Who We Grieve – And Why

I’ve been thinking a lot about the deaths of Renee Good and Alex Pretti. Like many people, I’m angry. I’m heartbroken. I want accountability. No one should die at the hands of the state. Ever.

But to be honest, I’ve been extremely uneasy with parts of the discourse that’s emerged in response.

I keep seeing posts, memes, and commentary emphasizing that Renee and Alex were white and U.S. citizens. Often the subtext is explicit: ICE is killing white people now. As if this is the shocking part. As if this is the line that, once crossed, finally demands our collective outrage.

That framing matters — and not in a good way.

When outrage hinges on whiteness or citizenship, it quietly implies that violence against non-white people or non-citizens is either expected, acceptable, or at least less urgent. And I don’t believe most people sharing these posts actually believe that. I think something else is going on.

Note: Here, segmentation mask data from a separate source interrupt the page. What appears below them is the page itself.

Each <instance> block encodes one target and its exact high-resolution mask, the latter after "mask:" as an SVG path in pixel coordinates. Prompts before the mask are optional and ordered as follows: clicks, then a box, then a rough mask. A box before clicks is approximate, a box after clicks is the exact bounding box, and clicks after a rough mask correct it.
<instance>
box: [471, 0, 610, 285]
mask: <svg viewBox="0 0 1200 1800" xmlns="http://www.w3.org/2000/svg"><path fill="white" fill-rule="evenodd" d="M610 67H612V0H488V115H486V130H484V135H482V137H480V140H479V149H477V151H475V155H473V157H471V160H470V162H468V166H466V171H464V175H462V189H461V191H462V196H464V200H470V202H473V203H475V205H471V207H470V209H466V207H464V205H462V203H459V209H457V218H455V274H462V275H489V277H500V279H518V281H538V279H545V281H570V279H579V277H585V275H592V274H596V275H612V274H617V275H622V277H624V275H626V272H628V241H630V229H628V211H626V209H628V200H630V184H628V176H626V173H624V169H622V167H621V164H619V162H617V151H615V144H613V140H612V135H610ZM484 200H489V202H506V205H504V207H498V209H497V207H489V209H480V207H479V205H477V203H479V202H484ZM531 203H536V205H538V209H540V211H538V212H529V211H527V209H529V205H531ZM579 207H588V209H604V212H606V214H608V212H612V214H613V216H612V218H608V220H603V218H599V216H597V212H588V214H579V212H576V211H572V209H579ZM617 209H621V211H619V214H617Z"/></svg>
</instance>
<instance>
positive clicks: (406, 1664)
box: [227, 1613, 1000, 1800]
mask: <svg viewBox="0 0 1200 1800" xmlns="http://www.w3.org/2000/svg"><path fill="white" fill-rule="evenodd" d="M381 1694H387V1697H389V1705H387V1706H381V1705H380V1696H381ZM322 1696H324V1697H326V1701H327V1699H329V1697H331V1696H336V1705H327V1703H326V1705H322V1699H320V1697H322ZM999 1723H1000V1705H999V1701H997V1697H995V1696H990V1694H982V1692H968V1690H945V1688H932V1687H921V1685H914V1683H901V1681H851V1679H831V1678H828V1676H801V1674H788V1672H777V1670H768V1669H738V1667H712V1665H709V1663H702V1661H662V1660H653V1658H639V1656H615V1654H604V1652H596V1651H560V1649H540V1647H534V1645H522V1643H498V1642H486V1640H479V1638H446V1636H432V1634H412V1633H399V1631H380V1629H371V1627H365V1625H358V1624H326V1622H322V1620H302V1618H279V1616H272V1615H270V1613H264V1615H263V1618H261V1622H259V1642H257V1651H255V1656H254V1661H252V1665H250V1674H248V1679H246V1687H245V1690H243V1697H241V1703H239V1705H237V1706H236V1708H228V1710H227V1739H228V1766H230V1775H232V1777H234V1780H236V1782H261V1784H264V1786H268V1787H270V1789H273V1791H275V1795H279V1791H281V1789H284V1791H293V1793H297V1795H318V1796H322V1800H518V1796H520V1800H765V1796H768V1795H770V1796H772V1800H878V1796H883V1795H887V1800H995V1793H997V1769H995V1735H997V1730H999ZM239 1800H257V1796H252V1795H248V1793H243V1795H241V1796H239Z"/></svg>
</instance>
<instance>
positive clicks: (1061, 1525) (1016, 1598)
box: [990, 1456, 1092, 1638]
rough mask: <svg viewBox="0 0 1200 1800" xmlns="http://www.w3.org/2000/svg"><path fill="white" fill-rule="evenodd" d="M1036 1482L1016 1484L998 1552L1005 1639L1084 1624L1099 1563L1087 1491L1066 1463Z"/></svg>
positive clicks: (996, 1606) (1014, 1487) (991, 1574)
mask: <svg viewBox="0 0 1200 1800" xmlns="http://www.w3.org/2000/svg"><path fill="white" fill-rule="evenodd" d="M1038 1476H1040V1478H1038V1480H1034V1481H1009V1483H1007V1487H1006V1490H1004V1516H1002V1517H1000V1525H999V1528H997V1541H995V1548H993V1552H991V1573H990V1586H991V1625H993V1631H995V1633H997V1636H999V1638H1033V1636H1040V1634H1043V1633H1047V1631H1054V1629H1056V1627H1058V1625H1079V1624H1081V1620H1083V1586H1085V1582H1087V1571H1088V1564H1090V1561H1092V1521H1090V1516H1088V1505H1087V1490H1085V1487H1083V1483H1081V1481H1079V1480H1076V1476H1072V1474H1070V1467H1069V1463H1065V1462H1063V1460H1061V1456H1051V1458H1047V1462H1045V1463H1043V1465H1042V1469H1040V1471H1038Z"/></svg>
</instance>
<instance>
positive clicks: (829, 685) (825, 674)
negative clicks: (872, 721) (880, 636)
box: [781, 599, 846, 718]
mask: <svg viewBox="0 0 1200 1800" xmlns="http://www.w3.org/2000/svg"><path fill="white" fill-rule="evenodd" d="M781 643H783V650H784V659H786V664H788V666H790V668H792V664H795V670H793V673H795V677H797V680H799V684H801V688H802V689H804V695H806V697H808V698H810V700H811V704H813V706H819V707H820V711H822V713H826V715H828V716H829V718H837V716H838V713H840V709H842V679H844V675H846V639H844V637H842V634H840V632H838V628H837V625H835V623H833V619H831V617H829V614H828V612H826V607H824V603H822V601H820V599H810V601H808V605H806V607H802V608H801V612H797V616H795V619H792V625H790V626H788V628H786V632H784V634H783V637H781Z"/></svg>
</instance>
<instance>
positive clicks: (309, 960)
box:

I think we empathize most easily with people who feel familiar. People who look like us. People whose lives resemble our own. People we can imagine being.

I’ve seen a lot of “any of us could be next.” And yes — that’s true. But it was always true. The moment we normalized state violence against some groups, we made it possible for that violence to expand. Fascism doesn’t start by targeting everyone equally; it starts by testing how much cruelty a society will tolerate when it’s aimed at the “right” people. (And a lot of our fellow U.S. citizens very gleefully voted for a party who promised violence against those “right” people.)

If we’re only galvanized when the victims are white, documented, or otherwise legible as “innocent,” then we’ve already accepted a hierarchy of whose lives are grievable.

That doesn’t mean you’re wrong for feeling shaken by these deaths. It doesn’t mean you’re a bad person for feeling a deeper gut-level fear when you see someone who looks like you killed by the state. These reactions are human.

But being progressive — being committed to justice — means we don’t stop at our first instinct. It means asking ourselves uncomfortable questions.

Why did this particular story break through for me?
Why didn’t I react the same way before?
Whose deaths have I learned to accept as background noise?

Renee and Alex deserve our grief. They deserve accountability. They deserve justice.

So do the countless Black, brown, and undocumented people who have been killed, harmed, detained, separated from their families, or disappeared by the same system — often without names trending, photos circulating, or protests erupting.

If the lesson we take from this moment is “this is scary because it could happen to people like us,” then we’ve missed the point.

The real lesson is that it was always happening — and it was always wrong.

I’m not writing this to shame anyone. I’m writing it because I believe we can do better. Because expanding our empathy doesn’t weaken our movements; it strengthens them. Because justice that only activates when we see ourselves reflected isn’t justice at all.

If even a few of us pause, reflect, and widen the circle of whose lives we fight for — that feels like a start.